Pour mieux accueillir les victimes de violence conjugale, des policiers toulousains viennent de suivre une formation complémentaire, en plus de la formation obligatoire de deux heures sur internet. L'objectif est de ne pas passer à côté de situations de danger immédiat. En 2020, pendant les confinements, les violences intrafamiliales ont augmenté de 40 % en moyenne. Et en 2019, 173 personnes ont été tuées par leur partenaire ou leur ex-partenaire de vie, selon le ministère de l’intérieur, dont 146 femmes.

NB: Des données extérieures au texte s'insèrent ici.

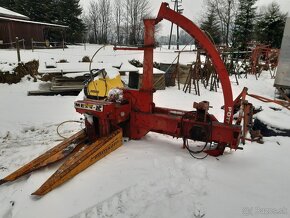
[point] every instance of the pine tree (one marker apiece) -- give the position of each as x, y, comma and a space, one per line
270, 26
69, 12
210, 25
244, 24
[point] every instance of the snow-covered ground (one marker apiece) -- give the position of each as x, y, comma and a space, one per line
153, 177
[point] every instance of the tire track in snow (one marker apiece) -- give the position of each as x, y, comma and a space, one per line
180, 192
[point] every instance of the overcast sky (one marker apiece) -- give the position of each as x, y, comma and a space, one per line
193, 9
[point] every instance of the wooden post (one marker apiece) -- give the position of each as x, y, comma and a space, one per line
18, 50
32, 44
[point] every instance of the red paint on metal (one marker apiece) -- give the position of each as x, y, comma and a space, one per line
166, 13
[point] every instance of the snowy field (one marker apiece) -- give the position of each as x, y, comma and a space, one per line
153, 177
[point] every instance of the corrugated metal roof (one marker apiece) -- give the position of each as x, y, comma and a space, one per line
32, 22
8, 13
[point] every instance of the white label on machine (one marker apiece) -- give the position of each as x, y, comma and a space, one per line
87, 106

"On n'est pas sans savoir que, vu le nombre de plaintes qu'on prend tous les jours, les dossiers s'accumulent sur les bureaux", explique Thierry, brigadier à Toulouse. Il précise que, quand les policiers constatent lors d'un dépôt de plainte qu"il s'agit de violences conjugales", ils font entrer les plaignants "directement à l'intérieur du commissariat et on discute. Si la victime est de sexe féminin et qu'elle veut être reçue par une collègue féminine, c'est également possible", ajoute le brigadier. Avec cette nouvelle formation, il s'agit de "savoir écouter, savoir poser certaines questions ou savoir quelles sont les questions qu'il ne faut pas poser, explique Orée Luccisiano, brigadier-chef de la police nationale en charge de cette formation à Toulouse. "Si je comprends mieux, je sais mieux traiter et bien orienter", résume-t-elle.

Encore trop de plaintes classées sans suite

Comme le disent à la fois les victimes et le ministère de l'Intérieur, la peur doit changer de camp dans le cadre des violences intrafamiliales. Mais il y a encore beaucoup de chemin à faire, selon Marie, qui a dû déménager trois fois en 14 ans avec ses deux enfants pour échapper à un compagnon violent et condamné deux fois. "Il a été condamné à huit mois de sursis et trois ans d'interdiction d'entrer en contact avec moi, explique-t-elle. Pendant cette première année de condamnation, j'ai dû déposer trois plaintes supplémentaires pour violences avec certificats médicaux à l'appui. Malheureusement, cela a été classé sans suite trois ou quatre ans après."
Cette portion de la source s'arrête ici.